Un écart de valorisation qui se réduit avec Nvidia
La réévaluation des deux sociétés par le marché reflète une évolution des priorités des investisseurs. Alors que le boom de l’IA s’étend au-delà des investissements initiaux dans le matériel, IBM est désormais considéré comme une option d’investissement attractive. Le ratio cours/bénéfice à terme d’IBM s’établit à 23,92, contre 29,94 pour Nvidia, suggérant que les investisseurs perçoivent un potentiel d’expansion plus important pour le fournisseur de logiciels d’entreprise. Cet écart de valorisation s’est considérablement resserré depuis le début de l’année.
Nvidia face à ses propres défis
Pendant ce temps, Nvidia doit composer avec des vents contraires. Les restrictions à l’exportation vers la Chine, un marché clé, et les interrogations sur la durabilité des dépenses en infrastructure IA pèsent sur le titre. Des déclarations récentes d’officiels américains sur l’absence de « plan de sauvetage fédéral » pour les entreprises d’IA ont même provoqué une baisse de 3,65 % de son action le 7 novembre. Le ratio cours/bénéfice de Nvidia (53,81) reflète des attentes très élevées, laissant peu de marge d’erreur.
Ces trajectoires divergentes illustrent des approches distinctes de la monétisation de l’IA. IBM se positionne sur l’implémentation en entreprise, tandis que Nvidia règne sur l’infrastructure matérielle. Les investisseurs semblent privilégier, à ce stade, les acteurs proposant des applications commerciales immédiates.
Des défis persistants pour les deux géants
Malgré ses succès récents, IBM n’est pas à l’abri des défis. Le segment des infrastructures a vu ses revenus chuter de 4 % au premier trimestre, avec un recul de 14 % pour les ventes de mainframes IBM Z, signe d’une migration progressive vers le cloud. La division conseil, pilier financier, a affiché une performance stable, mais la concurrence des géants comme Microsoft, Amazon et Google dans les services cloud demeure féroce.
Certains analystes estiment que l’action IBM pourrait être pleinement valorisée après sa hausse de 45 %, limitant ainsi son potentiel de progression à court terme. L’entreprise a également annoncé des réductions d’effectifs fin 2025, soulevant des questions sur les risques d’exécution et le moral des troupes.

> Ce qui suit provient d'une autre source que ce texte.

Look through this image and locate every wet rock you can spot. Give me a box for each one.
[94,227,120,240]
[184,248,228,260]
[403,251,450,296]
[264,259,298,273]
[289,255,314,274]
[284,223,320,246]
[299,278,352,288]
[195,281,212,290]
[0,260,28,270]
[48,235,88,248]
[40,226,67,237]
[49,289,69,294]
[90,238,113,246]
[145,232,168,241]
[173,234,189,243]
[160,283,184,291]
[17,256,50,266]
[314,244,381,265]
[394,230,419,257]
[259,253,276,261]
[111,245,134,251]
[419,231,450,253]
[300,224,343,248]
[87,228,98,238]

De son côté, Nvidia fait face à une pression croissante de la part de concurrents comme Intel et AMD sur le segment des GPU pour centres de données. L’incertitude réglementaire et les interrogations sur la capacité des entreprises à absorber les investissements massifs réalisés en infrastructure pèsent sur les perspectives.
Dans un paysage de l’IA en constante évolution, la performance durable d’IBM reposera sur l’adoption continue par les entreprises et l’intégration réussie de ses acquisitions. Nvidia devra quant à elle maintenir son avance technologique et diversifier ses sources de revenus. Les deux géants, bien qu’adoptant des stratégies différentes, restent au cœur de la révolution IA, mais l’opinion des investisseurs pourrait rapidement évoluer au gré des résultats trimestriels et des développements réglementaires.